If you're a fan of Mickey Rourke, you may recall one of his earliest movies, The Pope of Greenwich Village. One of my favorite scenes in that movie - in a film full of favorite scenes and memorable dialog - shows two characters, Charlie and Diane, enjoying a balmy summer night in a New York City park, dancing lovingly in each other's arms to the soft alluring music coming from the local band playing nearby, who was none other than Mink DeVille featuring Willy. They played "Just to Walk that Little Girl Home" and as I watched the scene for the first time - and every time ever since - it struck me as such a gorgeous, simple, sweet little melody full of desire and love.
It's possibly the perfect combination of piano, accordian, guitar, violin, harmony and lyrics. As a woman, you want to be the woman in the song because she sounds confident, loving, and approachable. As a listener, you want the guy singing to "get the girl" and walk off into the night, arm and arm with the woman he loves.

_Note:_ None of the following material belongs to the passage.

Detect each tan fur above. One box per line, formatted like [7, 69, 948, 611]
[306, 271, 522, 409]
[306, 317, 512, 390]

Skip ahead a few years. The Princess Bride? A little film that may just be a touchstone for a generation? While Mark Knopfler may have performed the song that has become synonymous with ROUS's, six-fingered men, vengeful Spaniards, vile Sicilians and kind-hearted giants - and oh yes, true love - Storybook Love, the title song was another of Willy DeVille's masterpieces. Who doesn't love this song??? Who doesn't find himself or herself at least humming along, at least during the chorus???
I know. This post makes me sound like the least committed fan ever since I have almost no reference points beyond DeVille's music in films. No, I don't own his catalog and I can't claim I danced to his punk songs in the late '70s. If that prevents me from being a true DeVille fan, so be it.
His music brought me joy. Isn't that enough?
Somehow, my sense of the man and his music is that everyone is welcome, that all that mattered were the songs. That he never missed nor craved the enormous fame and everything that accompanied it; the kind of fame that found its way to contemporaries of his during his lifetime.
Just weeks after the world nearly stopped on its axis to mark the death of Michael Jackson, we have another extremely talented musician leave us with barely a minor chord struck in the media. So celebrate DeVille's life and work more quietly. Listen to "Storybook Love" or "Just to Walk That Little Girl Home" and sway in the dark with someone you love tonight. Now that's a real tribute.